25 February 2022, The Tablet

A bid to academise 19 schools has been 'paused'

A bid to academise 19 schools has been 'paused'

The continues to encourage academisation across the board.
File pic of pupils celebrating exam results at an academy, by Andrew Higg/Alamy.

A bid to academise 19 schools by the Diocese of Hallam has been “paused” by the Department for Education after four education unions launched a legal challenge to the decision. 

Plans to consolidate the 47 diocesan schools into two new multi-academy trusts (MATs) had existed since last January and received government approval late last year. Unions representing teachers at the 19 non-academy diocesan schools state that the Department for Education then issued letters to each school warning that academisation would proceed in April this year, in spite of opposition from parents and teachers.

The diocese disagrees, claiming that the letters use “standard wording” and indicate only that academisation was now possible if governing bodies chose that step, not that it was mandatory. Academy orders do “not take effect and cannot be enacted until the governing body of a VA school has passed a resolution to convert” the Diocese said in a statement, “and the necessary legal processes have been completed.”

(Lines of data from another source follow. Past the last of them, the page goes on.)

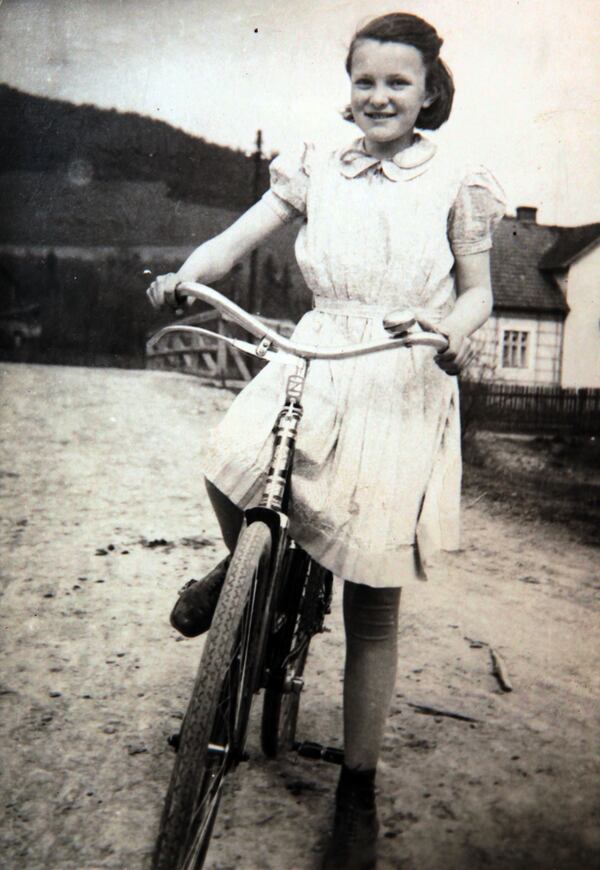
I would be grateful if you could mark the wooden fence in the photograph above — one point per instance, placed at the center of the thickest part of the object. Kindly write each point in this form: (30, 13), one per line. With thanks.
(208, 357)
(546, 410)
(499, 407)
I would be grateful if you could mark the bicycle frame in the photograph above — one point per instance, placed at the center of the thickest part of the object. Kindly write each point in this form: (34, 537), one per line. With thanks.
(260, 574)
(271, 508)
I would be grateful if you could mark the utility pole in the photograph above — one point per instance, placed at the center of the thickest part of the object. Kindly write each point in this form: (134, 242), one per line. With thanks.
(252, 277)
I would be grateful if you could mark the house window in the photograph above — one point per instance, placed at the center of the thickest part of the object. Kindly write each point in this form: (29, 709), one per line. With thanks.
(514, 349)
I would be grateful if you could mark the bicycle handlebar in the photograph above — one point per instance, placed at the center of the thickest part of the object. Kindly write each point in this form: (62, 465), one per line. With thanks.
(269, 336)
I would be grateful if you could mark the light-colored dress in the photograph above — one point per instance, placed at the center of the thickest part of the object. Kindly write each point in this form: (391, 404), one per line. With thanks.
(376, 482)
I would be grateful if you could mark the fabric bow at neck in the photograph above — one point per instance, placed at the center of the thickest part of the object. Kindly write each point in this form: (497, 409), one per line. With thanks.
(403, 166)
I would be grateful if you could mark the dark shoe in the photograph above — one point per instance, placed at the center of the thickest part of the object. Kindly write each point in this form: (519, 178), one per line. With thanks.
(193, 612)
(353, 843)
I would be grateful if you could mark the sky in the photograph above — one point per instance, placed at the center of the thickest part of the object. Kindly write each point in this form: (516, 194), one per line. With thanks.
(527, 75)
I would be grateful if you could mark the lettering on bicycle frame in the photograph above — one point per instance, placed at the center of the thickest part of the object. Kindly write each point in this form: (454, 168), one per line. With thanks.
(283, 451)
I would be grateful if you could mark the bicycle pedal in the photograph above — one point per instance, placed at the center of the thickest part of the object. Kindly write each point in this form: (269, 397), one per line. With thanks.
(318, 752)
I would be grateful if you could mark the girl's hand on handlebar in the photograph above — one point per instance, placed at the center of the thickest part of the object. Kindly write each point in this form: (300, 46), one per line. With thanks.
(163, 291)
(459, 352)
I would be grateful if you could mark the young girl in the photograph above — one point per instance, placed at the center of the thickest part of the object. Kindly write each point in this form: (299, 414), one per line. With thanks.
(389, 222)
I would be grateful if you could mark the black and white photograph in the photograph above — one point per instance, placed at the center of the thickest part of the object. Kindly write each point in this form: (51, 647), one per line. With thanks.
(299, 435)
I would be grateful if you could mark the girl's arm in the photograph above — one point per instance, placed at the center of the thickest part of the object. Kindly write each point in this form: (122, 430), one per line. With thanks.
(216, 257)
(473, 307)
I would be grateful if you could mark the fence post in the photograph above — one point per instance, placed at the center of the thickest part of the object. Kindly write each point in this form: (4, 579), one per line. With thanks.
(580, 408)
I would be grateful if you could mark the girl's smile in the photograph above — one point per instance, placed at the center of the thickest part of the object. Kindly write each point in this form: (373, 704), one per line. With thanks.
(388, 92)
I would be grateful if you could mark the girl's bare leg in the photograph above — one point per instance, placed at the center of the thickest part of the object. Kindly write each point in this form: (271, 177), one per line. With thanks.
(371, 622)
(229, 515)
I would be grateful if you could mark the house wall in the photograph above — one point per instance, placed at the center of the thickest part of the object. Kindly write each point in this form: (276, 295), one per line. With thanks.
(581, 351)
(544, 337)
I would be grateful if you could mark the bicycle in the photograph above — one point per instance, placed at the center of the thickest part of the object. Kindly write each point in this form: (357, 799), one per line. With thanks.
(273, 601)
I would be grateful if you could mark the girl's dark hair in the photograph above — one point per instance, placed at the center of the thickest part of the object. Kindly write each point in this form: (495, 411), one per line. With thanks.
(412, 30)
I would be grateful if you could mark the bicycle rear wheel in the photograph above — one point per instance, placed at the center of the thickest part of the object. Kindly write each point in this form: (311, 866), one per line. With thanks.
(214, 728)
(305, 600)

In legal documents seen by The Tablet, however, the trade unions challenging the decision argue that the academy order represents the beginning of academisation legally, not simply the tabling of an option.

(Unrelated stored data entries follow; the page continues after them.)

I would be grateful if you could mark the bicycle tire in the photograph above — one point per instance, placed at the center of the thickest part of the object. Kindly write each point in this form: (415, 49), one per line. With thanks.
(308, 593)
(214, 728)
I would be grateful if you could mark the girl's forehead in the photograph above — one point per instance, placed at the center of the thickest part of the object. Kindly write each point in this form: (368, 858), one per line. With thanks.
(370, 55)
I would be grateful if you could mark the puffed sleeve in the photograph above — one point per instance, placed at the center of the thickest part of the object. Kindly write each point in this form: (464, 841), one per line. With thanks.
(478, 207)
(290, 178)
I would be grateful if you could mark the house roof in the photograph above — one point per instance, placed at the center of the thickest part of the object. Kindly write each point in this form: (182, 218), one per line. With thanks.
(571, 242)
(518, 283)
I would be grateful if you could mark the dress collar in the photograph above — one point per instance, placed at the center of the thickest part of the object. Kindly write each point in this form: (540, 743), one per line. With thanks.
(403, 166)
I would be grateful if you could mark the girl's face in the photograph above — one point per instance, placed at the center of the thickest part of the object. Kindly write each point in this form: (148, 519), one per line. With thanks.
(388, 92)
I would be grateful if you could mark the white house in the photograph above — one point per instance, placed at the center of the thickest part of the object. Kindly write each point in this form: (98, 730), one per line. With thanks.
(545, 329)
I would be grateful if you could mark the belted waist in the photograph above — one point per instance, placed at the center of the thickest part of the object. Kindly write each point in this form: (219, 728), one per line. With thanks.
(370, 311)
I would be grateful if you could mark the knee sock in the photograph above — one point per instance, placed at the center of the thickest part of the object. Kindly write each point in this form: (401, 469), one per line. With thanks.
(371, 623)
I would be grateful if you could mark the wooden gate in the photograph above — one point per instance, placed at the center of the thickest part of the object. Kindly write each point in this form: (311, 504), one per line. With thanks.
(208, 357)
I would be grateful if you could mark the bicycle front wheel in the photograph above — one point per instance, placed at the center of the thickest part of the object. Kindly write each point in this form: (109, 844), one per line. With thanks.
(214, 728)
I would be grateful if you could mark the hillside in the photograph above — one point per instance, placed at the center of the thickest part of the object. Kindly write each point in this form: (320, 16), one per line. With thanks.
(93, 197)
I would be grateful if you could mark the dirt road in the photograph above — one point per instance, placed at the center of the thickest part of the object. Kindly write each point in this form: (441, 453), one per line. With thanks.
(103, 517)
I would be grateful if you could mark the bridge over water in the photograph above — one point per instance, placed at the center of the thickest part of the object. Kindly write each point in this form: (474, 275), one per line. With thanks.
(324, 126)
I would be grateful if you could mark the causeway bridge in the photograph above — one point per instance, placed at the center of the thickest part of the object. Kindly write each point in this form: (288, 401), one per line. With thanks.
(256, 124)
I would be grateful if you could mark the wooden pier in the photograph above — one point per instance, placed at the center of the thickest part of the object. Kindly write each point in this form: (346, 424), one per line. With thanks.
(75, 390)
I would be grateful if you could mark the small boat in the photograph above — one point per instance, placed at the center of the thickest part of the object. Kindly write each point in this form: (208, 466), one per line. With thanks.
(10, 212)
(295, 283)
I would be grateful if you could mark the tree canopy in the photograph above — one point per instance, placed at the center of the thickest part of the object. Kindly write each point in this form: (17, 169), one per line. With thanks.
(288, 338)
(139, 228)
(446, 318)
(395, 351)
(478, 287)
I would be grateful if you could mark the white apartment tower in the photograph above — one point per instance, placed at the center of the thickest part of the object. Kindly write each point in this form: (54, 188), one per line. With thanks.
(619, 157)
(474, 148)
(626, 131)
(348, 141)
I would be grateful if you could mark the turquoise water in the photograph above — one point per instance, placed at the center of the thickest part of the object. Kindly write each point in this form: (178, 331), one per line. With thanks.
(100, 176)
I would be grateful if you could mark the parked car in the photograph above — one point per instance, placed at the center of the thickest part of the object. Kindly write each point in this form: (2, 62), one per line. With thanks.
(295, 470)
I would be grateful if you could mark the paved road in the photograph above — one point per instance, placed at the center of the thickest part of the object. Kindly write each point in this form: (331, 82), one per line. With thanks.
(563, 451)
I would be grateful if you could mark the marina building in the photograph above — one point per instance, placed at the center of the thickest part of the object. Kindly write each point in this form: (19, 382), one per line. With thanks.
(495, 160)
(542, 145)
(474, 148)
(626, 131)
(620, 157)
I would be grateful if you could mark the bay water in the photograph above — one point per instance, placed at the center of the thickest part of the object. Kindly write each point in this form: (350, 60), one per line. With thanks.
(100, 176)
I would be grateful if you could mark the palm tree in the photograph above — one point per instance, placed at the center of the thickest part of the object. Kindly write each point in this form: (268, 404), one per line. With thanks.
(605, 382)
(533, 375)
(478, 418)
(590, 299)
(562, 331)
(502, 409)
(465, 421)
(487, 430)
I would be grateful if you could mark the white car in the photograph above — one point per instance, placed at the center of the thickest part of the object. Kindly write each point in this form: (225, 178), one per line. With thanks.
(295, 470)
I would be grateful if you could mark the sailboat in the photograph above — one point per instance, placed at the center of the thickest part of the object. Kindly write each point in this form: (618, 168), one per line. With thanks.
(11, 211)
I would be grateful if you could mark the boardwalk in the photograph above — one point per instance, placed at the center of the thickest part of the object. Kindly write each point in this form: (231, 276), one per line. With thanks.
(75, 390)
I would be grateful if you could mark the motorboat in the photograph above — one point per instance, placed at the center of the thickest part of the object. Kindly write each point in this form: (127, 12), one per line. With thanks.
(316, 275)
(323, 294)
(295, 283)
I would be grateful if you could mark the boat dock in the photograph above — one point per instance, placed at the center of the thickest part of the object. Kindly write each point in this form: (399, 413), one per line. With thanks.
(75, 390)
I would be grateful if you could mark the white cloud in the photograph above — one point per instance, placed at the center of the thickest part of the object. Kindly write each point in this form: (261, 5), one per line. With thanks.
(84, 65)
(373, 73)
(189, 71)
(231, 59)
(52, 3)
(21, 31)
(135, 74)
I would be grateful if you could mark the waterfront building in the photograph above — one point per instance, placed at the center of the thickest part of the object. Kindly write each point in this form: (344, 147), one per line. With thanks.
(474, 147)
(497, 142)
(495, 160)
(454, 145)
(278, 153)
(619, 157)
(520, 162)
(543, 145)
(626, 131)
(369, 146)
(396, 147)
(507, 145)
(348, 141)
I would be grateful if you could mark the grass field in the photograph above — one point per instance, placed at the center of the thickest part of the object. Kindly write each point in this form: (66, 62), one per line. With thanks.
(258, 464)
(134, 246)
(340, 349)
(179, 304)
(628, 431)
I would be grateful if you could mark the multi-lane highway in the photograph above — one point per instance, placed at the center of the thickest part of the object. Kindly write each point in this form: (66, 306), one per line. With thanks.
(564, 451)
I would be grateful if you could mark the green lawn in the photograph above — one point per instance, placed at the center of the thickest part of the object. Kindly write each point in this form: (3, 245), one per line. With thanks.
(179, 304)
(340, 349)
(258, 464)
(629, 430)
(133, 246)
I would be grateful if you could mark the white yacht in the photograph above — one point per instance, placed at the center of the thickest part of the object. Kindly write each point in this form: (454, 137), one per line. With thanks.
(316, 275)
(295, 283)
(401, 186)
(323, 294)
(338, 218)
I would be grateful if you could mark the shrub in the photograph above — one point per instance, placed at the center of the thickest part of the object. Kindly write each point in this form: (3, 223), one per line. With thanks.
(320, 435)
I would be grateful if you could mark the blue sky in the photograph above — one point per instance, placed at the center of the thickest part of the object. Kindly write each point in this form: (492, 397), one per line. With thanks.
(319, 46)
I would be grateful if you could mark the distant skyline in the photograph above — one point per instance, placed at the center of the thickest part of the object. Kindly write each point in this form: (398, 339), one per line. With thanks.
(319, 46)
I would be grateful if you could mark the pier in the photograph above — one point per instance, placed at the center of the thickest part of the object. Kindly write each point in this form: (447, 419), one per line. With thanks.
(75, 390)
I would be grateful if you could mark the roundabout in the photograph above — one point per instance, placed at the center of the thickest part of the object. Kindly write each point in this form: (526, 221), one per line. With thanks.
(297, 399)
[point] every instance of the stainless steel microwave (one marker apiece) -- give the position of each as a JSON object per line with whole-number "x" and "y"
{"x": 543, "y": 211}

The case made by the four unions – Unison, the National Education Union, the National Association of Head Teachers (Naht), and the Association of School and College Leaders – is that only the governing bodies of schools can apply for academy orders.

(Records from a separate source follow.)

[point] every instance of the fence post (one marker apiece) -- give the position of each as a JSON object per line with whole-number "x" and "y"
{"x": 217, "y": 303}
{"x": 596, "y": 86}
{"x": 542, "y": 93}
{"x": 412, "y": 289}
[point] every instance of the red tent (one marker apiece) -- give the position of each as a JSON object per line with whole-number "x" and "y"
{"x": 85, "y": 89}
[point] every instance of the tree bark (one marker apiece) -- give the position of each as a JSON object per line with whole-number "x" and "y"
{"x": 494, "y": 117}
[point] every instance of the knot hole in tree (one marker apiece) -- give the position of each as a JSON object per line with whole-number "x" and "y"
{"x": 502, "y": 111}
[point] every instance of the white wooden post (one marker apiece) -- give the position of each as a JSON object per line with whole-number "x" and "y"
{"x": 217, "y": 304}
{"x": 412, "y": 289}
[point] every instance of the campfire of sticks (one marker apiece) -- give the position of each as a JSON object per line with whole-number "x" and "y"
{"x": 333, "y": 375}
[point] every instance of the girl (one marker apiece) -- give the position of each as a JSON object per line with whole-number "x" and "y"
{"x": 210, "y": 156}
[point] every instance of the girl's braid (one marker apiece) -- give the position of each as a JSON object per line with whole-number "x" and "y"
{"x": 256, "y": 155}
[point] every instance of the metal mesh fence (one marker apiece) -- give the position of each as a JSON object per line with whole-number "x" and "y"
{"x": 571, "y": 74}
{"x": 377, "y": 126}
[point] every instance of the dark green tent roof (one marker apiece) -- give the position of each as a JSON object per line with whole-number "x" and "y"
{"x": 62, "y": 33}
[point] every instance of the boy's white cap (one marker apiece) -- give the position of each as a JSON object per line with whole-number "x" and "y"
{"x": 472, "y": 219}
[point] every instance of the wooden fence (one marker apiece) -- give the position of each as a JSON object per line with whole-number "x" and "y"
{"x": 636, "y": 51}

In a joint statement, the unions warn that more legal action will be taken until the Department for Education drops the orders in question altogether. 

The dispute is likely to be paralleled to some degree across the country as the present government continues to encourage academisation across the board. Late last year, schools in the Archdiocese of Birmingham came under what one teacher’s union termed “huge pressure” to apply for academy status.

A spokesperson for Naht accused the Archdiocese of “ploughing on belligerently” in pursuit of academy status, regardless of how staff and teachers saw the process.

Schools requiring “significant improvement” or “special measures” are automatically issued academy orders, but the schemes themselves, introduced in 2000 under the Blair government, have received significant criticism for inconsistent results. 

Several academy trusts have been accused of financial mismanagement, plummeting educational standards and poor working conditions for staff, frequently making their introduction a lighting-rod for controversy.